The Poem/1 clock tells the time with short two-line rhymes composed with help from ChatGPT.
What time is it? Time for a clock that counts the hours with rhyming AI-generated poems.
“Colors mingle, brush takes flight. Three fifty-seven, a palette of light,” one rhyme reads. Reads another, “Tick-tock the clock strikes four fifty-four. Time to sit and relax. Don’t work anymore.”
The whimsical Poem/1 clock by London product designer Matt Webb displays a new poem every minute, like a roided Shakespeare for the digital age. Sometimes the couplets are silly, sometimes lyrical. They’re always co-written by ChatGPT, the OpenAI online chatbot that’s stirred up amazement, amusement, apprehension and endless creative experiments since its introduction in 2022.
Webb, who runs design studio Acts Not Facts, originally whipped up a prototype for the clock in March 2023 while playing around with OpenAI’s language models. He cracked himself up with the invention, and others had a similar reaction after Webb shared photos of the invention on X, formerly known as Twitter. “Pure genius,” one X user responded to the tweet, which went viral, pulling in 848,000 views. “Make this into a product and retire.”
Webb hasn’t retired yet, but he has decided to get the clock on nightstands other than his own. On January 30, he launched a Kickstarter campaign for the Poem/1 that as of this writing has raised more than $69,800 toward its goal of just over $100,000, which will go toward manufacturing costs and AI and server fees. Campaign backers who contribute $125 or higher will get a clock, estimated to be delivered in August (keep in mind, of course, that not all Kickstarter projects deliver on time, or as promised).
“Poem/1 is often profound, as it should be because I wrote that in the prompt to the AI,” said Webb, who co-founded design consultancy Berg and served as its CEO and wrote the book “Mind Hacks,” an exploration of the brain’s workings. “But it is also often weirdly motivational, and sometimes very odd, referring to the cosmos frequently, and balloons.” (One midday verse: “It’s almost noon, don’t be a loon! Can’t you see the sun shining high as a balloon?”)

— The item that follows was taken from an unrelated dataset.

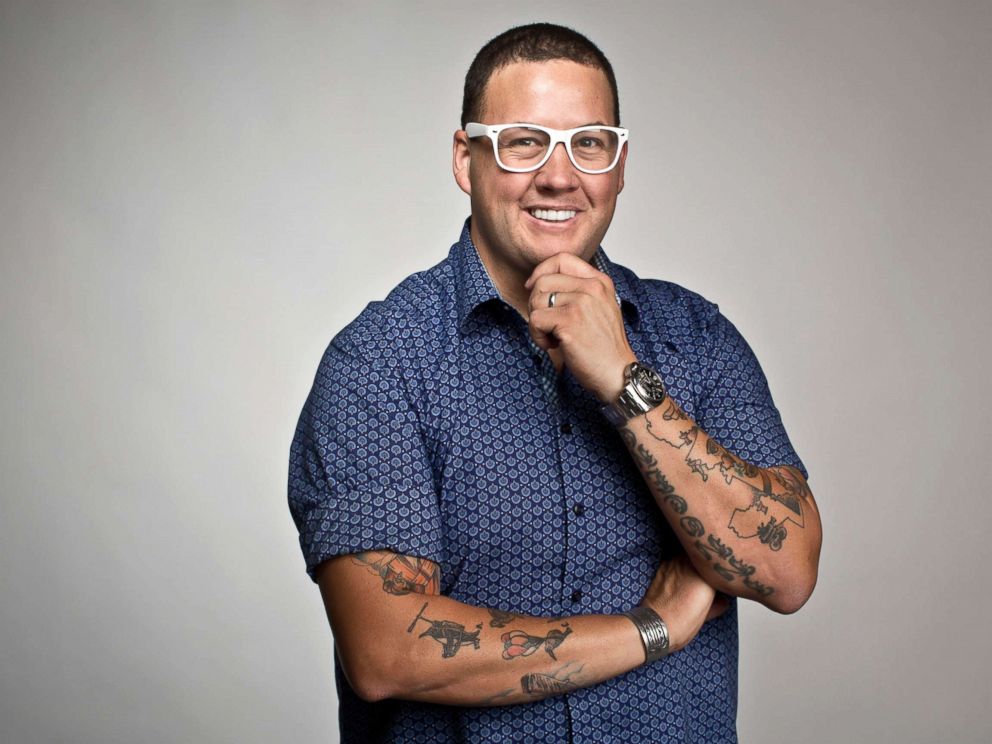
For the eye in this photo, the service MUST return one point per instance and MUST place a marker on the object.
(523, 142)
(589, 142)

Poem/1 connects to Wi-Fi via your phone. The first time you turn the device on, a QR code connects … [+] you to a special network.

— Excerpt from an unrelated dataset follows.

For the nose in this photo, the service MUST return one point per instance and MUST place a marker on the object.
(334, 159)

Webb’s past projects include a book vending machine that tweeted every time it made a sale. His little Wi-Fi-enabled timepiece projects its short, two-line rhymes on an encased e-paper display. The screen’s not backlit, so it naturally picks up ambient light. The Poem/1 promises a constant rotation of fresh poems, so today’s rhyme about 10:18 a.m. will be different than yesterday’s.
“We have a machine-poet velocity of 0.5 million poems/year,” Webb joked over email. “There’s a new unit of measurement for you.”

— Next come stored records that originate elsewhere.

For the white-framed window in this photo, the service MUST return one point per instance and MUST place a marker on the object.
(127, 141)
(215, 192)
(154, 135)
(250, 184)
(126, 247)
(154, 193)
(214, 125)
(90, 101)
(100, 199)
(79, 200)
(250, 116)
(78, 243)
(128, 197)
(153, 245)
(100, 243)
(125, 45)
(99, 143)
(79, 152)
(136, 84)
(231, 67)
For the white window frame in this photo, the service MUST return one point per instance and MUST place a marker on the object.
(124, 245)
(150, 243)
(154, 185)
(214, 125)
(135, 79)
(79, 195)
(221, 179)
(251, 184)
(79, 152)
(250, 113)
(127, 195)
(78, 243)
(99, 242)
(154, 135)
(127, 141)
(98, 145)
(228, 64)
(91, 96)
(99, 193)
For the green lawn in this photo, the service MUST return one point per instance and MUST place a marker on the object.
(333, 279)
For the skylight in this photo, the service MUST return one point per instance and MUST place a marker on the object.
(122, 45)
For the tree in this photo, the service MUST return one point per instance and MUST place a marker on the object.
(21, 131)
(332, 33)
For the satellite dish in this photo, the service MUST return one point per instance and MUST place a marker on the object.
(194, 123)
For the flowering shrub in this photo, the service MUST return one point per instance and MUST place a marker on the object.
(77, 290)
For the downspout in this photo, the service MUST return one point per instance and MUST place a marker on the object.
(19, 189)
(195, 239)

Webb expressed determination to minimize the AI resource cost to avoid subscription fees. “The way to achieve this is to compose the poems once, and share them out to all clocks,” the designer said.
To bring the device to market, Webb is collaborating with London-based industrial design firm Approach Studio and Tom Armitage, a technologist and hardware engineer.
His clock does come with a caveat. On rare occasions, Poem/1 fibs the time as it angles to make a rhyme work.
“This is called hallucination in the AI world and is part of the charm of the clock,” Webb said, “but Poem/1 owners should not rely on its timekeeping ability in situations such as athletics competitions or rocket launches.”